C'est pourtant un extrait du Prométhée mal enchaîné que donne Breton à la suite de sa notice, et il doit bien citer également Paludes au moins dans la bibliographie... Mais cette notice n'est qu'un recyclage d'une "vraie-fausse" interview parue dans Littérature, nouvelle série***, en mars 1922 et intitulée "André Gide nous parle de ses Morceaux choisis" :

"Je n'ai jamais été un familier d'André Gide, ce qui sans doute me permet de le rencontrer quelquefois et d'échanger avec lui des propos un peu moins insignifiants qu'il ne voudrait. A vrai dire, quoique la légèreté ne soit pas mon fort, l'auteur des "Caves du Vatican" (ces périphrases lui conviennent) m'amuse, depuis longtemps, beaucoup plus qu'il ne m'alarme. Plus j'irai, plus sans doute j'aurai du goût pour un homme qui se confond. Celui-ci est, à notre époque, un critérium tout trouvé : sa superficialité, ses coquetteries, ses prétentions, que balancent quelques bonnes qualités de second ordre, me renseignent aussi formellement sur ceux qu'il enthousiasme que sur ceux qu'il exaspère.

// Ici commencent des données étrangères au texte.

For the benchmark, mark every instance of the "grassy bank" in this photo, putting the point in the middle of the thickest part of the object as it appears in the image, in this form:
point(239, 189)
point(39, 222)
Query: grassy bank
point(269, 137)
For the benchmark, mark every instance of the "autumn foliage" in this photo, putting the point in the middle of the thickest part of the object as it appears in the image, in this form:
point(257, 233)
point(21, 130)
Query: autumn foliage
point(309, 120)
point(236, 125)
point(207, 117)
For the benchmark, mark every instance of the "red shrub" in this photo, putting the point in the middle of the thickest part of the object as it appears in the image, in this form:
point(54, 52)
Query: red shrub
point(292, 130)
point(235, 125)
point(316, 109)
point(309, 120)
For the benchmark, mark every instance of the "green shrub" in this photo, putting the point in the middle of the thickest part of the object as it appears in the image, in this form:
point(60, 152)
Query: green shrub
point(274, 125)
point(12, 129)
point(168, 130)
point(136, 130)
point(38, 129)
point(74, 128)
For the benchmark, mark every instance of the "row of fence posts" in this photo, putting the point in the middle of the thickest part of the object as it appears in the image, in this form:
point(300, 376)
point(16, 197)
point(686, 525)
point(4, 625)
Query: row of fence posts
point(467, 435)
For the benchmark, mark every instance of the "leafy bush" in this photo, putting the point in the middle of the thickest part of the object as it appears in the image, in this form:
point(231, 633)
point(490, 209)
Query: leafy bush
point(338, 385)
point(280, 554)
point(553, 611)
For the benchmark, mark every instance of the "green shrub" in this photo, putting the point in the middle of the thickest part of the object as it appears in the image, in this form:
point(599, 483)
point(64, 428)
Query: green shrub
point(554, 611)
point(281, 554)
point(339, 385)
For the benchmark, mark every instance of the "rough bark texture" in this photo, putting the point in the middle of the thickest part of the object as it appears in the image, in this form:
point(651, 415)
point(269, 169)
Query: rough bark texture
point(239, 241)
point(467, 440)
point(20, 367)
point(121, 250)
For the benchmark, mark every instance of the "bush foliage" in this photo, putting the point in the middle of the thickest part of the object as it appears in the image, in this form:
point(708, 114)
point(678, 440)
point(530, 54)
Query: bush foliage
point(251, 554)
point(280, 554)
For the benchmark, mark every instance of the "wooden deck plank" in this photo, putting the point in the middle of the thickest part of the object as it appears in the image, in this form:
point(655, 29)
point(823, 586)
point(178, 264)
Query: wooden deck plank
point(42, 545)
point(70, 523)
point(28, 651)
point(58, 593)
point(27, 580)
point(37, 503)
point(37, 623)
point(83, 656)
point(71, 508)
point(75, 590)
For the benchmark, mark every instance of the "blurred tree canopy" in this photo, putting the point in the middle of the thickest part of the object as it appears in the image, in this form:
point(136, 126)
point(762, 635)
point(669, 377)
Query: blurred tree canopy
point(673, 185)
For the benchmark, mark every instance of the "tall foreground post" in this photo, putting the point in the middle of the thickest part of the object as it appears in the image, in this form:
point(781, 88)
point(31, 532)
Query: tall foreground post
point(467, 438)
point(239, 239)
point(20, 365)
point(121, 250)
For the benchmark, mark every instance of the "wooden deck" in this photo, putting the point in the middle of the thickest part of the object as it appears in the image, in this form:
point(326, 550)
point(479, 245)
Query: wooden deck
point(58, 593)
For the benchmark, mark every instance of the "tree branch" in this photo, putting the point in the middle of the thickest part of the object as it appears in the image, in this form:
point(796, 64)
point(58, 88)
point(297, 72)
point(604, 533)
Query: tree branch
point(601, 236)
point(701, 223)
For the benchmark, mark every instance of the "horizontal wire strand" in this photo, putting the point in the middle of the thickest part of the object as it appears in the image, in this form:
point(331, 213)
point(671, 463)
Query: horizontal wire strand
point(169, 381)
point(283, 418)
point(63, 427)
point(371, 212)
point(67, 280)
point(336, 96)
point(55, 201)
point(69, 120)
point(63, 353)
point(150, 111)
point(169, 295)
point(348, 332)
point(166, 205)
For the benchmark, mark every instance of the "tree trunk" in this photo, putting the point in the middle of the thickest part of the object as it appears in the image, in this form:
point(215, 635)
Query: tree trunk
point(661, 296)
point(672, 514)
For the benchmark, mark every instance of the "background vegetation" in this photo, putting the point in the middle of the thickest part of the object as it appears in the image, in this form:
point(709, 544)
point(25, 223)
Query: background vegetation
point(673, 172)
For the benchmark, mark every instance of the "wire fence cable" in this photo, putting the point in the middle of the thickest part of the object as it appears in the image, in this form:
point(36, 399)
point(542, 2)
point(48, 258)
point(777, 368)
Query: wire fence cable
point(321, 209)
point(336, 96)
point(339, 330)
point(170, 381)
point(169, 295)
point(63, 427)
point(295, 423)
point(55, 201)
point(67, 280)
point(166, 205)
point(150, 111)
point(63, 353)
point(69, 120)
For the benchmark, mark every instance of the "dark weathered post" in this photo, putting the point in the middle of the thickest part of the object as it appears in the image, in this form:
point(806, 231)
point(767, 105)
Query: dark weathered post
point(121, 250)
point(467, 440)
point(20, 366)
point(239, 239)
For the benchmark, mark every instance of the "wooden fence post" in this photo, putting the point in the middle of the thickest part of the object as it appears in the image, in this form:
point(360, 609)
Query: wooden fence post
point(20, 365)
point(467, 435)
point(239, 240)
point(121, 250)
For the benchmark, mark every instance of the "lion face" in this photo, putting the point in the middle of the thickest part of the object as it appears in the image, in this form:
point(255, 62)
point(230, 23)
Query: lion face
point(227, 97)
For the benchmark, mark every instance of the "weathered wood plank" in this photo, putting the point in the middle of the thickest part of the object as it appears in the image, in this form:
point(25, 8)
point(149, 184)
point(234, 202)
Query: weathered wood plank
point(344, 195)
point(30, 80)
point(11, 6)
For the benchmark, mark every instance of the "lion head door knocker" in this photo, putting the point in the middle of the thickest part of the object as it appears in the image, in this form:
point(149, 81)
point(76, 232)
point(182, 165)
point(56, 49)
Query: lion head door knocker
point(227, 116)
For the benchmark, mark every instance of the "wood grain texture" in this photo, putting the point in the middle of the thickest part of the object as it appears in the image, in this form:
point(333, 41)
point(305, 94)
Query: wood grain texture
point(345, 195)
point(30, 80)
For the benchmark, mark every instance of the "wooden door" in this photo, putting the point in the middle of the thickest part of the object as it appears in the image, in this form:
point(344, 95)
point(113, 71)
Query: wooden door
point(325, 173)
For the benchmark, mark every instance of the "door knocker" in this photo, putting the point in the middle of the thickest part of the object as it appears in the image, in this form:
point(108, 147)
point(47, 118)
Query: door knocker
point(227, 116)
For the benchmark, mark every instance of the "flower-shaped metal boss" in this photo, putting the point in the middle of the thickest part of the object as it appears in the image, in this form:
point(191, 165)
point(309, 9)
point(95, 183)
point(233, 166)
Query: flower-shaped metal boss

La scène se passe un de ces derniers jours, à l'heure du thé, dans une boulangerie de la rue de Grenelle.

GIDE : - Enfin qu'attendez-vous de moi ? Mon anthologie, qui vient de paraître à la revue, ne vous a-t-elle pas complètement satisfait ?
MOI : - Excusez-moi, Monsieur, je ne l'ai pas lue.
GIDE : - La voici. Mais ne me demandez pas d'y mettre une dédicace. Ce serait avec plaisir, mais je n'en ai mis à personne.
MOI : - Vous avez, je crois, fait paraître un ouvrage de même genre dans la Bibliothèque de l'Adolescence.
GIDE : - Si vous saviez quelle partie je joue. C'est que je ne suis pas un poète ! Les poètes ont trop beau jeu. Mais moi, de combien de réflexions ne fais-je pas précéder le déplacement d'un seul de mes pions ! J'ai encore beaucoup à écrire mais je connais mon but et le plan même de tous mes volumes est arrêté. Soyez certain que j'avance, avec lenteur, soit ; d'autant plus avec volupté.
MOI : - Ne craignez-vous pas qu'on vous tienne faible compte de ces calculs ? Il s'agit de tout autre chose. Peut-être, en ne voulant vous priver d'aucune chance, perdrez-vous la partie de toute façon.
GIDE : - Je ne dois de comptes qu'après ma mort. Et que m'importe, puisque j'ai acquis la certitude que je suis l'homme qui aura le plus d'influence dans cinquante ans !
MOI : - Alors pourquoi vous préoccuper de sauver les apparences ? On sait maintenant quelle légende il vous plaît qu'on accrédite autour de vous : votre inquiétude, votre horreur des dogmes, et ce côté décevant. Les plus maladroits s'y essayent.
GIDE : - Mais je suis au contraire plus calomnié que jamais. Dans la "Revue Universelle" M. Henri Massis déverse des ordures sur moi. Croyez-moi, Breton, tout viendra à son heure : en lisant mes Morceaux choisis, vous verrez que j'ai surtout pensé à vous et à vos amis.
MOI : - Une préférence ne nous suffit pas. Il n'est pas un de nous qui ne donnerait tous vos volumes pour vous voir fixer cette petite lueur que vous avez seulement fait apparaître une fois ou deux, j'entends dans les regards de Lafcadio et d'"Un Allemand"**. Est-il bien nécessaire que vous vous consacriez à autre chose ?
GIDE : - Ce que vous me dites est bien étrange, mais c'est de la faillite de l'humanité toute entière que vous avez le sentiment. Je vous comprends mieux que vous ne croyez et je vous plains. Comme nous le disions l'autre jour avec Paul Valéry : "Que peut un homme ?" et il ajoutait : "Vous souvenez-vous de l'admirable question de Cervantès : "Comment cacher un homme ?"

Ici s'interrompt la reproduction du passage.